Sehr geehrte Patientin, sehr geehrter Patient,

im Rahmen des stationären Aufenthaltes kann eine Therapie mit einer harntreibenden Substanz aus der Gruppe der
 

Diuretika

begonnen werden. Zu dieser Arzneimittelgruppe gehören Schleifendiuretika mit Wirkstoffen wie z.B. Furosemid, Torasemid, Piretanid bzw. Medikamente mit dem Namen Lasix®, Furorese®, Torem®, Unat®, Arelix® etc. als auch Thiazid-Diuretika mit Wirkstoffen wie z.B. Hydrochlorothiazid, Bendroflumethiazid, Xipamid, Indapamid bzw. Medikamente mit dem Namen Esidrix®, HCT®, Tensoflux®, Aquaphor® etc.

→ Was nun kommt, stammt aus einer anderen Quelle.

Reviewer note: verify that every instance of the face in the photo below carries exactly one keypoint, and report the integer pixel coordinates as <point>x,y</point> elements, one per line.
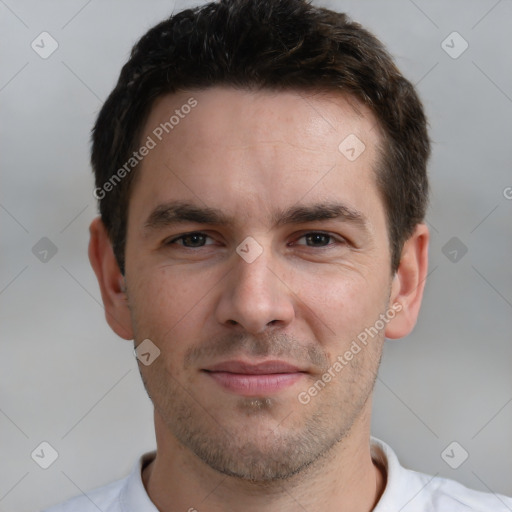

Diese Medikamente fördern die Wasser- und Salzausscheidung aus dem Körper und finden in der Therapie bei Herzmuskelschwäche, Bluthochdruck und Nierenfunktionsstörungen Verwendung. Insbesondere helfen diese Medikamente übermäßige Wassereinlagerungen zu verhindern und die Risiken bei hohem Blutdruck zu senken.

Durch Beachten der Gegenanzeigen und frühzeitiges Erkennen möglicher Nebenwirkungen können arzneimittelinduzierte Komplikationen verhindert werden.

In Ergänzung zum Beipackzettel des jeweiligen Präparates möchten wir Sie daher auf folgende mögliche Nebenwirkungen aufmerksam machen: Durch die wasser- und salzausscheidungsfördernde Wirkung dieser Präparate kann es sowohl zu Störungen des Wasserhaushalt (z.B. Austrocknung [Exsikkose] mit Blutdruckabfall, Nierenschwäche [Nierenfunktionsstörungen durch vermindertes Blutvolumen] als auch des Salzhaushaltes (Kalium-, Natrium-, Magnesium-, Calcium-Verlust mit der Folge von allgemeiner Schwäche und Herzrhythmusstörungen) kommen.

Diesbezüglich sollten mit Rücksprache des behandelnden Hausarztes gegebenenfalls regelmäßige Blutuntersuchungen zur Kontrolle der Nierenfunktion erfolgen. Selten werden Störungen der Blutbildung beobachtet. Allergische (Haut) Reaktionen sind beobachtet worden.

Thiaziddiuretika können eine Gichterkrankung sowie bei Diabetikern die blutzuckersenkende Therapie ungünstig beeinflussen. Zur Vermeidung nächtlichen Harndrangs wird empfohlen, diese Präparate in der ersten Tageshälfte einzunehmen.

Folgende Gegenanzeigen sind zu beachten: Schwangerschaft, Stillzeit, schwere Nierenerkrankungen, schwere Blutsalzstörungen, bekannte Arzneimittelallergie

Bei einer Abwägung der Vor- und Nachteile der Medikamente ergibt sich jedoch für Sie  ein erheblicher Nutzen, so dass  die Fachgesellschaften in Ihrer Situation dringend die Einnahme dieser Medikamente empfehlen. Wir hoffen mit dieser Information zu einer verbesserten Sicherheit Ihrer Behandlung einen Beitrag geleistet zu haben.